[Swift-devel] ssh test case on pads/beagle

Michael Wilde wilde at mcs.anl.gov
Thu Aug 11 08:57:36 CDT 2011


Mihael, Ive never seen sites.xml entries showing up in the log - are they supposed to be now? They are not in the log Alberto attached, nor have I seen them in any other log yet. 

Can we log all the files mentioned in the command line report (the first line of the log) right at the front, along with the source text? Ie, script, tc, sites, and config?  Ideally values for all of the swift.properties? Ideally auth.defaults with suitable masking?  0.94 feature?

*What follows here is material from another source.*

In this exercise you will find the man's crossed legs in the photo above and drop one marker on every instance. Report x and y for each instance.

>> 2011-08-11 08:28:03,762-0500 DEBUG Loader arguments: [001-catsn-ssh.swift, -tc.file, tc.template.data, -sites.file, sites.template.xml, -config, cf] 

Alberto, stop by and we can try to debug this in person, as ssh requires a fair bit of correct configuration to work. 

We need to look at the cf, sites.template.xml, and cf file.

- Mike 


----- Original Message ----- 


From: "Alberto Chavez" <alberto_chavez at live.com> 
To: "Mihael Hategan" <hategan at mcs.anl.gov> 
Cc: "Swift Devel" <swift-devel at ci.uchicago.edu> 
Sent: Thursday, August 11, 2011 8:31:53 AM 
Subject: Re: [Swift-devel] ssh test case on pads/beagle 


Sure, attached are the output of stdout and stderror, and the log generated by swift. 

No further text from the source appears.